How matches are counted

In rules with a database fingerprinting classifier, the number of matches is defined as the number of records in the fingerprinted database that match the analyzed transaction. If a combination of phrases occurs more than once in the analyzed database, it does not account for more than 1 match.

For example, consider the following table:

Column_A Column_B
1234 AAAA
1234 AAAA
5678 AAAA

And a condition specifying the combination of Column_A and Column_B.

  • The text “1234 AAAA” produces a match count of 1. There are 2 records that consist of the match, but it appears only once in the text.
  • The text “1234 AAAA 1234 AAAA” produces a match count of 2. Two records were fingerprinted, and 2 matches appear in the text.
  • The text “AAAA 1234 5678” produces a match count of 2. Two records match, and the parts of text that match both records are not identical (although there’s only 1 match in the text for AAAA).
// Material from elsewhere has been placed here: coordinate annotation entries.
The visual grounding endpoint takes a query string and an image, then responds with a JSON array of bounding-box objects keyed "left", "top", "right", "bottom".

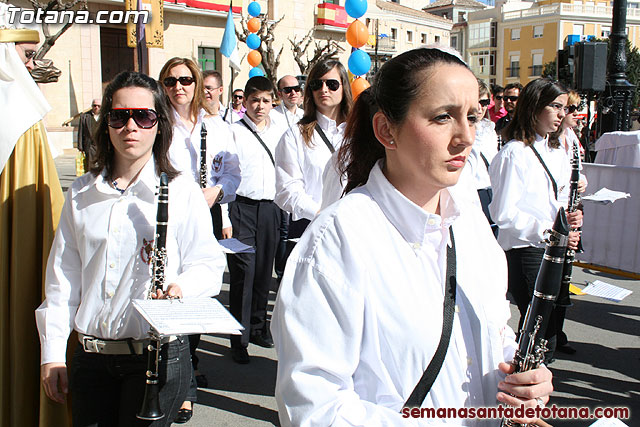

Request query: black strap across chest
[
  {"left": 529, "top": 145, "right": 558, "bottom": 200},
  {"left": 314, "top": 123, "right": 336, "bottom": 154},
  {"left": 240, "top": 117, "right": 276, "bottom": 166},
  {"left": 404, "top": 227, "right": 457, "bottom": 408}
]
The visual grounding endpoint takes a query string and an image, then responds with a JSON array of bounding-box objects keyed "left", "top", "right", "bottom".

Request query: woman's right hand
[{"left": 40, "top": 362, "right": 69, "bottom": 403}]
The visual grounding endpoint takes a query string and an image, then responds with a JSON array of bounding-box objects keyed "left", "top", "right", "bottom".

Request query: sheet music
[
  {"left": 582, "top": 187, "right": 631, "bottom": 205},
  {"left": 218, "top": 238, "right": 256, "bottom": 254},
  {"left": 582, "top": 280, "right": 633, "bottom": 302},
  {"left": 133, "top": 297, "right": 244, "bottom": 336}
]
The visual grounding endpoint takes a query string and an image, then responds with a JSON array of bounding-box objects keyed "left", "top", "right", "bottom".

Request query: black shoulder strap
[
  {"left": 404, "top": 227, "right": 456, "bottom": 408},
  {"left": 240, "top": 117, "right": 276, "bottom": 166},
  {"left": 529, "top": 144, "right": 558, "bottom": 200},
  {"left": 480, "top": 151, "right": 489, "bottom": 170},
  {"left": 314, "top": 123, "right": 336, "bottom": 154}
]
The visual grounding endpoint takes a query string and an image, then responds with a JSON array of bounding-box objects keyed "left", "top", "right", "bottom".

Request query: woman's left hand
[
  {"left": 496, "top": 363, "right": 553, "bottom": 424},
  {"left": 151, "top": 283, "right": 182, "bottom": 299}
]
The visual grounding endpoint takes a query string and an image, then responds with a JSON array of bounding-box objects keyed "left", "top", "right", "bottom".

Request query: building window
[
  {"left": 198, "top": 47, "right": 216, "bottom": 71},
  {"left": 507, "top": 55, "right": 520, "bottom": 77},
  {"left": 531, "top": 53, "right": 542, "bottom": 77},
  {"left": 533, "top": 25, "right": 544, "bottom": 39}
]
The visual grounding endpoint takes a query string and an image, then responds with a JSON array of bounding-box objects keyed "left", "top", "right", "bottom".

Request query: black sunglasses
[
  {"left": 309, "top": 79, "right": 340, "bottom": 92},
  {"left": 162, "top": 76, "right": 195, "bottom": 87},
  {"left": 282, "top": 85, "right": 301, "bottom": 95},
  {"left": 107, "top": 108, "right": 158, "bottom": 129}
]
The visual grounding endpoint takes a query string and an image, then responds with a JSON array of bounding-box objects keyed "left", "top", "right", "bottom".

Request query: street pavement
[{"left": 56, "top": 151, "right": 640, "bottom": 427}]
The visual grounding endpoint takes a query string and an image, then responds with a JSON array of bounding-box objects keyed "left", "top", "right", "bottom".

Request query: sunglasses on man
[
  {"left": 309, "top": 79, "right": 340, "bottom": 92},
  {"left": 282, "top": 85, "right": 301, "bottom": 95},
  {"left": 162, "top": 76, "right": 195, "bottom": 87},
  {"left": 107, "top": 108, "right": 158, "bottom": 129}
]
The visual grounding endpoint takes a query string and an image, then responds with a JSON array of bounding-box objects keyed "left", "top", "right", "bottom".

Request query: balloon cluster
[
  {"left": 344, "top": 0, "right": 371, "bottom": 99},
  {"left": 247, "top": 1, "right": 264, "bottom": 78}
]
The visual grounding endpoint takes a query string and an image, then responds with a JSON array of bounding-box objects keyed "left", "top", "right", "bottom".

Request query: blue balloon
[
  {"left": 249, "top": 67, "right": 264, "bottom": 78},
  {"left": 344, "top": 0, "right": 367, "bottom": 19},
  {"left": 348, "top": 49, "right": 371, "bottom": 76},
  {"left": 247, "top": 1, "right": 260, "bottom": 18},
  {"left": 247, "top": 33, "right": 261, "bottom": 50}
]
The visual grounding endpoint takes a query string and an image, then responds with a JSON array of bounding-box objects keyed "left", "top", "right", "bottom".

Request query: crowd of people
[{"left": 3, "top": 11, "right": 586, "bottom": 426}]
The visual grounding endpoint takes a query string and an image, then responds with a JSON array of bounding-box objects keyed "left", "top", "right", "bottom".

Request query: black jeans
[
  {"left": 505, "top": 247, "right": 557, "bottom": 362},
  {"left": 69, "top": 337, "right": 191, "bottom": 427}
]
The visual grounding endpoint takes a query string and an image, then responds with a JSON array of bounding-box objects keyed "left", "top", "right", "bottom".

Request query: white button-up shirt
[
  {"left": 489, "top": 135, "right": 571, "bottom": 251},
  {"left": 465, "top": 119, "right": 498, "bottom": 190},
  {"left": 36, "top": 158, "right": 226, "bottom": 363},
  {"left": 169, "top": 109, "right": 240, "bottom": 203},
  {"left": 269, "top": 102, "right": 304, "bottom": 128},
  {"left": 275, "top": 113, "right": 345, "bottom": 221},
  {"left": 271, "top": 162, "right": 515, "bottom": 426},
  {"left": 229, "top": 116, "right": 286, "bottom": 200}
]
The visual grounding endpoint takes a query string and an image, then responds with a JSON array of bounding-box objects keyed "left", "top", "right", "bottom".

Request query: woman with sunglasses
[
  {"left": 160, "top": 57, "right": 240, "bottom": 423},
  {"left": 489, "top": 79, "right": 582, "bottom": 364},
  {"left": 272, "top": 48, "right": 552, "bottom": 426},
  {"left": 465, "top": 79, "right": 498, "bottom": 237},
  {"left": 275, "top": 59, "right": 353, "bottom": 238},
  {"left": 36, "top": 71, "right": 225, "bottom": 426}
]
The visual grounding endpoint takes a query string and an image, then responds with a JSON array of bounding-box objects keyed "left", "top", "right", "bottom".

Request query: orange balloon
[
  {"left": 247, "top": 50, "right": 262, "bottom": 67},
  {"left": 247, "top": 18, "right": 260, "bottom": 33},
  {"left": 347, "top": 19, "right": 369, "bottom": 48},
  {"left": 351, "top": 77, "right": 371, "bottom": 101}
]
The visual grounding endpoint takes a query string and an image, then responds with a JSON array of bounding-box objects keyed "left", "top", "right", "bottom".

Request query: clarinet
[
  {"left": 558, "top": 144, "right": 580, "bottom": 306},
  {"left": 136, "top": 172, "right": 169, "bottom": 420},
  {"left": 200, "top": 122, "right": 207, "bottom": 188},
  {"left": 500, "top": 208, "right": 569, "bottom": 427}
]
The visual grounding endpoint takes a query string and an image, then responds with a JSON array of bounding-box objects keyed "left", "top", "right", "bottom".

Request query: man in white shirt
[
  {"left": 228, "top": 77, "right": 284, "bottom": 364},
  {"left": 269, "top": 75, "right": 304, "bottom": 282},
  {"left": 270, "top": 75, "right": 304, "bottom": 128},
  {"left": 222, "top": 89, "right": 246, "bottom": 124}
]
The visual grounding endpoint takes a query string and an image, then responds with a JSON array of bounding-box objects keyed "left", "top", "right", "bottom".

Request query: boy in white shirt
[{"left": 228, "top": 77, "right": 285, "bottom": 363}]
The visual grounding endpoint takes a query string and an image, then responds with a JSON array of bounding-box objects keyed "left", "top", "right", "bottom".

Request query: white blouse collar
[{"left": 365, "top": 159, "right": 460, "bottom": 247}]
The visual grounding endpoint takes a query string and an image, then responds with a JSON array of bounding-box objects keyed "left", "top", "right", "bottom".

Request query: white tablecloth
[
  {"left": 576, "top": 163, "right": 640, "bottom": 273},
  {"left": 595, "top": 131, "right": 640, "bottom": 168}
]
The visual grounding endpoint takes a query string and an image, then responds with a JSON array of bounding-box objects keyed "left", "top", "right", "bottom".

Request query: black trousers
[
  {"left": 505, "top": 247, "right": 557, "bottom": 362},
  {"left": 69, "top": 337, "right": 191, "bottom": 427},
  {"left": 228, "top": 196, "right": 280, "bottom": 347}
]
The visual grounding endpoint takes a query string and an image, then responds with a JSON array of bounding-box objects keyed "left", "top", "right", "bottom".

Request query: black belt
[{"left": 236, "top": 195, "right": 273, "bottom": 205}]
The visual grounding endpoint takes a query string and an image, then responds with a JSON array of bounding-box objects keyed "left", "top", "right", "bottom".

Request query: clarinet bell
[{"left": 136, "top": 383, "right": 164, "bottom": 421}]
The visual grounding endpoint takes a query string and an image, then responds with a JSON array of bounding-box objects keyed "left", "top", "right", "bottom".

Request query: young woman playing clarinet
[
  {"left": 36, "top": 72, "right": 225, "bottom": 426},
  {"left": 271, "top": 48, "right": 552, "bottom": 426},
  {"left": 489, "top": 79, "right": 582, "bottom": 363}
]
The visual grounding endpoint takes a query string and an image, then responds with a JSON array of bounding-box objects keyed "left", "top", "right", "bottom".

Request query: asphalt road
[{"left": 56, "top": 154, "right": 640, "bottom": 427}]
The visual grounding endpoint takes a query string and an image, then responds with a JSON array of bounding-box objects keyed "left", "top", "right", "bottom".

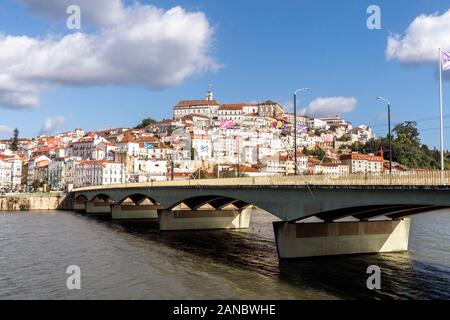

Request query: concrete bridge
[{"left": 73, "top": 173, "right": 450, "bottom": 258}]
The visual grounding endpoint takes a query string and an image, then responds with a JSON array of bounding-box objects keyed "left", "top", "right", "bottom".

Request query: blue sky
[{"left": 0, "top": 0, "right": 450, "bottom": 148}]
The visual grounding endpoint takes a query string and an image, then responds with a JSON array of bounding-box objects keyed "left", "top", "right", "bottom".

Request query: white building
[
  {"left": 74, "top": 160, "right": 125, "bottom": 188},
  {"left": 314, "top": 163, "right": 350, "bottom": 176},
  {"left": 173, "top": 92, "right": 220, "bottom": 119},
  {"left": 340, "top": 152, "right": 384, "bottom": 174}
]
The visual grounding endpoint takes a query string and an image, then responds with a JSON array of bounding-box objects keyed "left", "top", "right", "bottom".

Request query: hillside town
[{"left": 0, "top": 92, "right": 402, "bottom": 192}]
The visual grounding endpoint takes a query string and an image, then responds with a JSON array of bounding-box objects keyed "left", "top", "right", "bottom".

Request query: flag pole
[{"left": 439, "top": 48, "right": 445, "bottom": 183}]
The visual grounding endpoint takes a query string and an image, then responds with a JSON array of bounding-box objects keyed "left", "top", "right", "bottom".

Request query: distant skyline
[{"left": 0, "top": 0, "right": 450, "bottom": 149}]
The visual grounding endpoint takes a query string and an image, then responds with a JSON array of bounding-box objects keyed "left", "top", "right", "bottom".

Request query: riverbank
[{"left": 0, "top": 193, "right": 71, "bottom": 212}]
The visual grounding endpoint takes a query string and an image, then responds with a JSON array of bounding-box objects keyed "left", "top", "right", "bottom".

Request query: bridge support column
[
  {"left": 86, "top": 202, "right": 111, "bottom": 213},
  {"left": 273, "top": 219, "right": 410, "bottom": 259},
  {"left": 111, "top": 205, "right": 161, "bottom": 220},
  {"left": 73, "top": 201, "right": 86, "bottom": 212},
  {"left": 158, "top": 208, "right": 253, "bottom": 231}
]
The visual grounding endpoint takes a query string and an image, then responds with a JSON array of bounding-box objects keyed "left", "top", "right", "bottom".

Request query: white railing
[{"left": 73, "top": 171, "right": 450, "bottom": 192}]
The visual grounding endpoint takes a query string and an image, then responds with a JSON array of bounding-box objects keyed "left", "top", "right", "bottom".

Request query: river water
[{"left": 0, "top": 211, "right": 450, "bottom": 299}]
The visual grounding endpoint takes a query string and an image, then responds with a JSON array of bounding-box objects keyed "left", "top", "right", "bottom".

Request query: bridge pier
[
  {"left": 73, "top": 201, "right": 86, "bottom": 212},
  {"left": 86, "top": 201, "right": 111, "bottom": 213},
  {"left": 111, "top": 205, "right": 161, "bottom": 220},
  {"left": 273, "top": 219, "right": 410, "bottom": 259},
  {"left": 158, "top": 207, "right": 253, "bottom": 231}
]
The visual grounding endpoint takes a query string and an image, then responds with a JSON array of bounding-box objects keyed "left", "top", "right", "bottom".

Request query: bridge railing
[{"left": 74, "top": 171, "right": 450, "bottom": 191}]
This is because text may state “the following people have AAAA : 1234 and 5678”. Linguistically, this means AAAA applies to several records.
  • The text “1234 AAAA 1234 AAAA 1234 AAAA” produces a match count of 2. Although there are several instances of the match, there are only 2 records (although duplicate) that are leaked.

The fingerprint repository itself generates high match-counts for duplicates. It adds a verification step that removes matches that don’t match the logic above.